Sending Logstash's logs to /root/logstash-5.6.13/logs which is now configured via log4j2.properties [the 2018-11-11 T15:24:01, 598] [INFO] [logstash. Modules. Scaffold] the Initializing module {: module_name = > "netflow." : directory = > "/ root/logstash - 5.6.13 / modules/netflow/configuration"} [the 2018-11-11 T15:24:01, 603] [INFO ][logstash.modules.scaffold] Initializing module {:module_name=>"fb_apache", : directory = > "/ root/logstash - 5.6.13 / modules/fb_apache/configuration"} configuration OK [the 2018-11-11 T15:24:01, 746] [INFO ][logstash.runner ] Using config.test_and_exit mode. Config Validation Result: OK. Exiting LogstashCopy the code

Start the Logstash

./bin/logstash -f kafka_test_pipeline.conf --config.reload.automatic
Copy the code

Check whether any error occurs in logs and rectify the fault in a timely manner

3.4 Starting Kafka Producer

The following operations are performed in the root directory of the Kafka toolkit

./bin/kafka-console-producer.sh --broker-list 192.16813.10.:9092 --topic kafka_es_test
Copy the code

Write test data

This is a message
Copy the code

3.5 Kibana verification results

View index

GET _cat/indices
Copy the code

You can see that an index named logstash-xxx.xx.xx is successfully created

green open .kibana             QUw45tN0SHqeHbF9-QVU6A 1 1 1 0 5.5kb 2.7kb
green open logstash2018.1111. DejRdNJVQ1e1MwbyJjJjLw 5 1 1 0 8.7kb 4.3kb
Copy the code

View the written data

GET logstash2018.1111./_search
Copy the code

You can see that the data has been written successfully

{
  "took": 0."timed_out": false."_shards": {
    "total": 5."successful": 5."skipped": 0."failed": 0
  },
  "hits": {
    "total": 1."max_score": 1."hits": [{"_index": "Logstash - 2018.11.11"."_type": "logs"."_id": "AWcBsEegMu-Dkjm1ap3H"."_score": 1."_source": {
          "message": "This is a message"."@version": "1"."@timestamp": "The 2018-11-11 T07:33:09. 079 z"}}]}}Copy the code

4 summarizes

As the core component of data collection and processing in Elastic Stack, Logstash provides powerful data source compatibility for Elasticsearch. As can be seen from the test process, using Logstash to implement the connection process between Kafka and Elaticsearch is quite simple and convenient. In addition, the Logstash data processing function also makes the system using this architecture have natural advantages in data mapping and processing.

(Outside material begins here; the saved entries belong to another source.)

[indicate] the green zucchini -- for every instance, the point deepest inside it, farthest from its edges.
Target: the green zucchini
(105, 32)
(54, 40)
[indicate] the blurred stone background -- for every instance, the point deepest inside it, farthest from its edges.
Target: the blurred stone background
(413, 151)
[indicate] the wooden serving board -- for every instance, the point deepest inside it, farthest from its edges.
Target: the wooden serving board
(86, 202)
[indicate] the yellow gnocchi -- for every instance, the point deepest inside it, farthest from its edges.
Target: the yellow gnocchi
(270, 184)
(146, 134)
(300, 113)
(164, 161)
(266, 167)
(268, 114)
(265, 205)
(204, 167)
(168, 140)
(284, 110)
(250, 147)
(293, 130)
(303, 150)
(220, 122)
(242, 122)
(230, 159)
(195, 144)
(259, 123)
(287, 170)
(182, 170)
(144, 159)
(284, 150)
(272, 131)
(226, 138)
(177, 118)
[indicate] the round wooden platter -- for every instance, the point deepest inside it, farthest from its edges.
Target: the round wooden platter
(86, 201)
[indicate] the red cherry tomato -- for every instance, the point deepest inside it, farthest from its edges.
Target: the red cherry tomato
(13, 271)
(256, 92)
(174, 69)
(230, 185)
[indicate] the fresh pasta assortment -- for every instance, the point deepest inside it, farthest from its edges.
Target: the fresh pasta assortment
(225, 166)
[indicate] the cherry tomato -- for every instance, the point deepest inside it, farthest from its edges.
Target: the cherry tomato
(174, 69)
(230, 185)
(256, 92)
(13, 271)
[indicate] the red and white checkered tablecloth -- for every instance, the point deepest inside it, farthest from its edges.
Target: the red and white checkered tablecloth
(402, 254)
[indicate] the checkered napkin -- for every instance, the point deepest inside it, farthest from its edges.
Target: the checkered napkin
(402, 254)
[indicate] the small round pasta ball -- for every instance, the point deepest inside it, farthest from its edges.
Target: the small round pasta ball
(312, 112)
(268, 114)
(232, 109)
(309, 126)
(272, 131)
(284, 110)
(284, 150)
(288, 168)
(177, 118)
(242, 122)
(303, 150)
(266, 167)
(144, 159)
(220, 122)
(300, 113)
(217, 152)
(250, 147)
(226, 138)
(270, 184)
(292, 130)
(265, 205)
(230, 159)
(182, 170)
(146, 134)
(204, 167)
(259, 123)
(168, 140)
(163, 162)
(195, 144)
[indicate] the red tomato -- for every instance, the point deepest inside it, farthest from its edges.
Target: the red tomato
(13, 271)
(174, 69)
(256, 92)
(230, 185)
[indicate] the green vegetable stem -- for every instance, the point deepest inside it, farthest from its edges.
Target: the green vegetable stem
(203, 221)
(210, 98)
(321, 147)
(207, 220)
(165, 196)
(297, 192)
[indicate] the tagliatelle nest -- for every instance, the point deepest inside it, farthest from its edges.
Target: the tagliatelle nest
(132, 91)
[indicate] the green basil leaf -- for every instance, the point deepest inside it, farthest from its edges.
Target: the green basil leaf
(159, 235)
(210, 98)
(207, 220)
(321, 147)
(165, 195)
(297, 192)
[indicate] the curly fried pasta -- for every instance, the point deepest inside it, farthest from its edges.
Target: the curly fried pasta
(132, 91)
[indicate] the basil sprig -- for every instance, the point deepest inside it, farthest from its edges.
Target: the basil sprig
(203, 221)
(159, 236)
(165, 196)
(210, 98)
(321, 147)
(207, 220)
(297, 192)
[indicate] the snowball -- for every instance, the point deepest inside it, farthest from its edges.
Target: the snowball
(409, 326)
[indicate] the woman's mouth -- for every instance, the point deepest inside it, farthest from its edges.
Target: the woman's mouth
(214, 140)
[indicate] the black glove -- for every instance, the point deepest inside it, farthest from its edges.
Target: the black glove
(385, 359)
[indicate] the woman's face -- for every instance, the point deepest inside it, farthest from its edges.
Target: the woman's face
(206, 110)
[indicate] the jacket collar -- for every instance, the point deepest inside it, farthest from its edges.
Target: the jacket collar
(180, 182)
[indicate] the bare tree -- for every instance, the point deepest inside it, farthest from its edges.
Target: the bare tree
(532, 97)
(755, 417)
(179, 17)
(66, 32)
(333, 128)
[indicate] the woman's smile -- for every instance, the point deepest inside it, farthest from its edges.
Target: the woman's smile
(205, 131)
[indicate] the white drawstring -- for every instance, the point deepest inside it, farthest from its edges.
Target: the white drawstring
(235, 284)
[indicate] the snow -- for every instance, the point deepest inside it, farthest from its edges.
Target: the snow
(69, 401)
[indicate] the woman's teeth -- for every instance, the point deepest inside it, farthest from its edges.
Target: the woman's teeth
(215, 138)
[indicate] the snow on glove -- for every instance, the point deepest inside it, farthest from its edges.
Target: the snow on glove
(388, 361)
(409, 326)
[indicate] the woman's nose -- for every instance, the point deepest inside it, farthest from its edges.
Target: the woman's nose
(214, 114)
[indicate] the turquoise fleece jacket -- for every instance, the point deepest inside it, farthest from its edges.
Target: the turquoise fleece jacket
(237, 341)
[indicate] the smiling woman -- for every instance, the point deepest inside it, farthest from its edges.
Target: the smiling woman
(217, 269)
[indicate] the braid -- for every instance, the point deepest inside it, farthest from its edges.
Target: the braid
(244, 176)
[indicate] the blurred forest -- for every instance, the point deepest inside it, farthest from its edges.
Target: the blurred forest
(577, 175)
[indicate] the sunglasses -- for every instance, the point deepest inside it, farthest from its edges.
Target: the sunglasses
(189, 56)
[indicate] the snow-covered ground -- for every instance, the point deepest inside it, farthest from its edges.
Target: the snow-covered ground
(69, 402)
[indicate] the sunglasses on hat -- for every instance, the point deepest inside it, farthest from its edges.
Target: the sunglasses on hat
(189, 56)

Elasticsearch is not the only solution to Kafka and Elasticsearch using Logstash. Another common solution is to use Kafka Connect, see “When Elasticsearch meets Kafka–Kafka Connect”

Machine learning in action! Quick introduction to online advertising business and CTR knowledge

This article has been authorized by the author to Tencent Cloud + community, more original text pleaseClick on the

Search concern public number “cloud plus community”, the first time to obtain technical dry goods, after concern reply 1024 send you a technical course gift package!

Massive technical practice experience, all in the cloud plus community!